Buyers’ Remorse Coming -Part I

I grew up in Western New York and didn’t leave it until 1999. I have a pretty good feel for the people. I remember its glory days where you could come out of high school, get a job at an auto factory or steel mill and have a middle class life that culminated in a pretty decent retirement. Those days and the jobs they brought have been gone for some time now. My father actually thought I was crazy to go to college; he felt I should have gone to work at one of the two Chevy plants.

The other day I was talking to a friend of about my age that grew up in a section of Ohio where in his words, “Half the county mined coal and the other half burned it at the steel mill.” He recently went back home for a high school reunion. The guys who laughed at him for going to college and grad school started their careers in mining or steel but those jobs were gone before they could retire from them.

Today America is experiencing something similar to what it did during the Industrial Revolution. The economy is changing and it is leaving many behind. Those are good guys and gals who did the right thing and just want to support their families in the style they became accustomed to. Those who are a bit older want to see their kids and grandkids do better than they did. The young people just want a chance to earn a decent living and in too many cases pay off huge student loans. Is it any wonder many in the Rust Belt feel they have been left behind and forgotten? I don’t think so!

Along comes Donald Trump who promises to make America great again. He promises to bring jobs back to those areas and stop any other companies from moving out. If you promise starving men bread you get their attention really fast. That is exactly what Trump did.

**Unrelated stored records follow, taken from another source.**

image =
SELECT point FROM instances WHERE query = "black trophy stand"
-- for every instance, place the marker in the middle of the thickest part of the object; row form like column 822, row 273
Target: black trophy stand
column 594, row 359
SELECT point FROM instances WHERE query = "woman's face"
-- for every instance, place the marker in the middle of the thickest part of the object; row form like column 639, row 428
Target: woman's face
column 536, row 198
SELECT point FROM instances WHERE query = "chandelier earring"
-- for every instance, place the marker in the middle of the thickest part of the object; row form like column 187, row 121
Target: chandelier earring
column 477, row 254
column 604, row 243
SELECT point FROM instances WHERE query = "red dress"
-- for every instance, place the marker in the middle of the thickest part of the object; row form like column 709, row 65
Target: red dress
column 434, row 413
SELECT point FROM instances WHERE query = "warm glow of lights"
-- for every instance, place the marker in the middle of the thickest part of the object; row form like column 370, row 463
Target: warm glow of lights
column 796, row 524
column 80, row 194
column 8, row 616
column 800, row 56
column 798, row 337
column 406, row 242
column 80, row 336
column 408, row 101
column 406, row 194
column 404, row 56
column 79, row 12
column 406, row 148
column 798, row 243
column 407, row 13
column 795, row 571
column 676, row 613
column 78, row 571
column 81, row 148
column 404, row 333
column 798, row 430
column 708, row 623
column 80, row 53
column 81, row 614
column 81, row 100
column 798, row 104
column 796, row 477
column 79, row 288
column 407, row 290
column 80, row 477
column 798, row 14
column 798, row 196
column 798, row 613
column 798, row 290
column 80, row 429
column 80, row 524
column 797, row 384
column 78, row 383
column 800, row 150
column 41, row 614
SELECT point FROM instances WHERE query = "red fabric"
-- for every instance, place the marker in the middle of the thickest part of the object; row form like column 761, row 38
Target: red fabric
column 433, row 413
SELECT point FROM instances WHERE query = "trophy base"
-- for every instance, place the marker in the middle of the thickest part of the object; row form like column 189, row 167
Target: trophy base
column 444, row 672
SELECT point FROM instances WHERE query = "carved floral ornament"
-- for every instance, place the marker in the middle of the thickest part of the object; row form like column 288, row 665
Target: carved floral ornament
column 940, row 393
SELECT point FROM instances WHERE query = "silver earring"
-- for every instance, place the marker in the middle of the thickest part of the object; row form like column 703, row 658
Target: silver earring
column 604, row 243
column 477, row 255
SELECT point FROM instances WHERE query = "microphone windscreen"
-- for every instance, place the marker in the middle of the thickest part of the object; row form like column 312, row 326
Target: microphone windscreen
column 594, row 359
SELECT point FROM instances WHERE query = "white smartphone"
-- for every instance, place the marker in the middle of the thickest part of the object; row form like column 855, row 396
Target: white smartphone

I gave up hope of a Hillary Clinton win but later into the evening than many others did. As the results came in Clinton had not lost a state she needed to win. In fact she had picked up two (Colorado and New Mexico) that I had as tossups. As the evening wore on it became increasingly apparent that she was going to lose the Rust Belt states of Pennsylvania and Wisconsin which I had erroneously figured she would take. The game was over. It was the unanticipated Rust Belt losses that killed her.

The appeal of Trump in those states (and several others) was that Trump promised to bring the jobs back. Here is a reality check for the people of that region: those auto, steel and coal mining jobs are not coming back. If by some chance the plants reopen they will largely be staffed by robots and the need for massive workforces of unskilled or semi-skilled laborers will not exist again in the lifetime of any American living today. The demand for coal has diminished and will continue to. It is being and will be mined by methods which employ a much smaller workforce.

That is not to say we should just throw up our hands and surrender. Some of Trump’s ideas actually have some merit and can be incorporated into a strategy that can make life better for average Americans.

For all the people my friend and I left behind in the Rust Belt a case of buyers’ remorse with Trump will quickly set in. The problem is they won’t have any more money or better jobs in the process. In fact the social safety net will have more holes in it and the environment will be further poisoned in the process.

During the 1928 campaign the Republicans promised that if their candidate Herbert Hoover were elected there would be, “A chicken in every pot and a car in every garage.” It didn’t work out that way and in October of 1929 the Great Depression began with the stock market crash.